Analyzing Fuzzing Evaluation Practices: A Methodological Study
The paper "SoK: Prudent Evaluation Practices for Fuzzing" offers a comprehensive analysis of the evaluation practices adopted in fuzzing research papers over the span of six years (2018-2023) in leading computer security and software engineering venues. The research critically examines the adherence of these studies to methodological best practices, mainly benchmarking them against guidelines provided by Klees et al., and further proposes updated recommendations for evaluating fuzzing methodologies.
Overview of Research and Findings
Fuzzing, widely acknowledged for its efficacy in discovering software bugs, relies fundamentally on randomness, which presents unique challenges to the reproducibility and validity of experimental results. The authors investigate 150 fuzzing papers, revealing significant deficiencies in the way these evaluations are often conducted. Specific gaps were noted in the areas of statistical testing, evaluation metrics, seed selection, and the fairness in resource allocation—all crucial for ensuring reproducible and trustworthy results. Furthermore, the research incorporates artifact evaluations for a subset of eight papers to assess the practicality and reproducibility of the claims made in fuzzing studies.

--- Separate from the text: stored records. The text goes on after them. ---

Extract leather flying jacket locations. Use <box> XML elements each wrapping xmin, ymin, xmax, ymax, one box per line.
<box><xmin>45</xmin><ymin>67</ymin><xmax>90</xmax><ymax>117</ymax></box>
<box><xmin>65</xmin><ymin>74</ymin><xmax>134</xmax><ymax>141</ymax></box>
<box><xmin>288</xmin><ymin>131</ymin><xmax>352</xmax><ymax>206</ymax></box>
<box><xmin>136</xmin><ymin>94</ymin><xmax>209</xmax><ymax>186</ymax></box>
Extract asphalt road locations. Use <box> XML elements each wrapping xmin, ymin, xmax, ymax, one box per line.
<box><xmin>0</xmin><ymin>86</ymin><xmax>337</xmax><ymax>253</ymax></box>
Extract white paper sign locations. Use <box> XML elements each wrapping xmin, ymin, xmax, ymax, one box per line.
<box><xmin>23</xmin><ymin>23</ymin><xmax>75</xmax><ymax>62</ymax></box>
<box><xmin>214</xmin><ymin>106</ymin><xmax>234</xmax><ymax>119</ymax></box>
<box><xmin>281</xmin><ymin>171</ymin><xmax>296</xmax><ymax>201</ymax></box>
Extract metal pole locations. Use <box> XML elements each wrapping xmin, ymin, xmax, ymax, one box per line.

A major observation was the frequent inconsistency or outright neglect of robust statistical methods in reported evaluations: 63 papers used no statistical tests to back their claims. Additionally, only 37 of the studies employed the Mann-Whitney U-test, while 15 did so with insufficient trial repetitions, questioning the robustness of their findings. This lack of statistical rigor directly undermines the reliability of the research outcomes and the perceived improvements over existing methodologies.
Moreover, the paper highlights the disproportionate focus on certain fuzzers, such as AFL and its derivatives, while failing to adequately consider state-of-the-art alternatives. This skew in evaluation subjects not only limits the perceived generalizability of the results but also potentially overlooks the strengths of diverse fuzzing approaches available in contemporary practice.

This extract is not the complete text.